In Pakistan, it appears that the musical expression supported by institutions has not only survived but has been able to maintain its distinct ang. The other forms in the process of radical change are coagulating as part of a globalised musical expression that defies national or regional moorings. Here, the qawwals due to their organic link with the shrine have had a certain sense of security and a confidence that they have a ready audience; similarly, musicians associated with the church too follow the same pattern and find themselves being trained by their elders. Thus, they too, have a secure place due to the rituals in the religious service of the church.
It is a genre dominated by vocals referencing lyrics of religious nature such as geets (hymns), zabur (psalms), carol (chants) and now increasingly religious pop music. Modern Christian Religious Music is now commonly known as Praise or Worship or Contemporary Christian Religious Music and uses piano, hammond organ, drum, bass guitars, and increasingly the electric guitar. Geets (songs), mazameer, hymns, old Latin verses are also sung in church. Specifically, such songs have been sung by many leading vocalists like Noor Jehan, Lata Mangeshkar and Ghulam Abbas as well.

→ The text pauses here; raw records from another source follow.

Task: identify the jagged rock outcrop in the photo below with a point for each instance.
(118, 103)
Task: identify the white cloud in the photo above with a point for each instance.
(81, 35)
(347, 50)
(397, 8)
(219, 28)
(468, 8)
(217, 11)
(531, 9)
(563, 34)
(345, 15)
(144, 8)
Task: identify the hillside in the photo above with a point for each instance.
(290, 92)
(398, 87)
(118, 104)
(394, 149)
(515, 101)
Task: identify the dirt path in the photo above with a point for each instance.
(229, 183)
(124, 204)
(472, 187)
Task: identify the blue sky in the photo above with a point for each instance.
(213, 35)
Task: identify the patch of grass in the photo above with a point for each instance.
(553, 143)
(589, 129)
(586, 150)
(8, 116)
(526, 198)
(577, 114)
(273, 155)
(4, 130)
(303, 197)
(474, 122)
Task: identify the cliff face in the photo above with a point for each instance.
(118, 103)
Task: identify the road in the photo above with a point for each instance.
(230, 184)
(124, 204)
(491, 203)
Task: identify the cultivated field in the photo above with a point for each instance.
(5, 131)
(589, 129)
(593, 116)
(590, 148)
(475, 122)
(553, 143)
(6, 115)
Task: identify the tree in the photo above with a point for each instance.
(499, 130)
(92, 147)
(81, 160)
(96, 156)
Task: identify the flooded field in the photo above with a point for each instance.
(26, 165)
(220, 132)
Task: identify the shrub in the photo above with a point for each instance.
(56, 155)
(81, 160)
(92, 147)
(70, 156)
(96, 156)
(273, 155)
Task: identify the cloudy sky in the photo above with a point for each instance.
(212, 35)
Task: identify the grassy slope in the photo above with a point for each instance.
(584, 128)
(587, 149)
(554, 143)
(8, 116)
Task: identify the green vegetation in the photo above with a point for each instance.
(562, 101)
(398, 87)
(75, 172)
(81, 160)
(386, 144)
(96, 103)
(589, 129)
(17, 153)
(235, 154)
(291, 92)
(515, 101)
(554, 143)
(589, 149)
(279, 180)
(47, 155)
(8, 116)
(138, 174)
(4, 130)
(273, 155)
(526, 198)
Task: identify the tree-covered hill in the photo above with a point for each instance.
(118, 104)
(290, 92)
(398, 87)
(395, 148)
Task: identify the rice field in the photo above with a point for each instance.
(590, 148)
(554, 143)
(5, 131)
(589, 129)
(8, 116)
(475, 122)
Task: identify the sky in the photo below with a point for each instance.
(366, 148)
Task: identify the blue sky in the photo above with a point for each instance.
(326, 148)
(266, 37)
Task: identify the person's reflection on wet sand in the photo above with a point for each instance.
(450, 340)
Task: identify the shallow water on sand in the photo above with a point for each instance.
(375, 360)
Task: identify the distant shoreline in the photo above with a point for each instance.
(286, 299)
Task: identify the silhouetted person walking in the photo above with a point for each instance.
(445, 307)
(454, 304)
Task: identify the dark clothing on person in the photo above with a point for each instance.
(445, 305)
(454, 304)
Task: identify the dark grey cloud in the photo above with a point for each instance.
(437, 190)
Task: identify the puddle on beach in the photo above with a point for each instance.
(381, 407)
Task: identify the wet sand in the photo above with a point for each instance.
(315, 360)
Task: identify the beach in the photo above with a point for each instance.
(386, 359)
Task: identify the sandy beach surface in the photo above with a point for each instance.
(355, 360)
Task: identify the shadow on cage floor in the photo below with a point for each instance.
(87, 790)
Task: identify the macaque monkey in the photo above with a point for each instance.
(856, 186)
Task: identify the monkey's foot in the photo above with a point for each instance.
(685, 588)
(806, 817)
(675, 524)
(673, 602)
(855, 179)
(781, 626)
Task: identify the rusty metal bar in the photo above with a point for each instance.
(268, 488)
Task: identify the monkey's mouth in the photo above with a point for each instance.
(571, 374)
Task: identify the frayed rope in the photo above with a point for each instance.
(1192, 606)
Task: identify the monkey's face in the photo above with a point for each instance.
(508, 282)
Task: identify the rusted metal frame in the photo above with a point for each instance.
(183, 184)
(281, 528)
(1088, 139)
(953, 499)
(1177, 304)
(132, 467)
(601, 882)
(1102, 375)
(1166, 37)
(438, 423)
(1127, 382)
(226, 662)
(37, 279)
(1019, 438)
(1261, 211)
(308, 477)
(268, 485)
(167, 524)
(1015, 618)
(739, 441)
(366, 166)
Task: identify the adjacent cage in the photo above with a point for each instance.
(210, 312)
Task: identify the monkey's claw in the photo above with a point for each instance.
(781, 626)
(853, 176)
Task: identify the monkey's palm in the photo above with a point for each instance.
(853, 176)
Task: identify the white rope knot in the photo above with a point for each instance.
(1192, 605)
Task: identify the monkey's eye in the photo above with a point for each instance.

Majority of the songs are in Urdu, Punjabi, Sindhi, Pashto and instruments used are tabla, dholak, flute and sitar. Dr I.D. Shahbaz, in the beginning of the twentieth century, translated the psalms in Punjabi and sought the help of local musicians to compose them. The main raags used were bilawal, aimen, bhairon, bageshri and bairaveen, and taals used were keharva, dadra and mughlai. Pastor Serosh wrote and composed five hundred Urdu and Punjabi songs that are very popular and even sung today. Ernest Edwin Mall and Master Feroze, (a shagird of Master Sadiq) too made significant contributions and were good in their musical skills.
The church wanted to communicate with the people and it was easier to translate the message -- both in local language and local melodic forms. The purpose of the church was not to alter the taste of the people or to take it a notch above the existing level but to convey the message. Even after the colonial period, two types of services were conducted -- the English-speaking followed by the local vernacular. It never became an issue but a system was worked out to cater to different types of people who attended the services in the church.
The earliest groups of musicians influenced by Elvis Presley and the Beatles too were formed in Karachi mostly by the Goanese Christians who sang cover songs in the various clubs and restaurants of the city in the late 1950s and 1960s. Some of them migrated to western countries like Canada where reputedly they pursued their musical passion. Gradually, over the years, they were heard of less and less and merged with the crowd while their ties to their home country either weakened or snapped altogether.
A group of specialist musicians grew up or developed that was proficient in both musical systems or had at least more than a passing acquaintance with the other, and thus was actively involved in bringing about a synthesis between the two musical systems. The specialist musicians did play a role outside the church especially in the areas of music necessitated by film music.
The demand of orchestration and greater synchronisation allowed these musicians and vocalists to make a healthy inroad. Many of these vocalists and musicians are remembered fondly for their many popular numbers.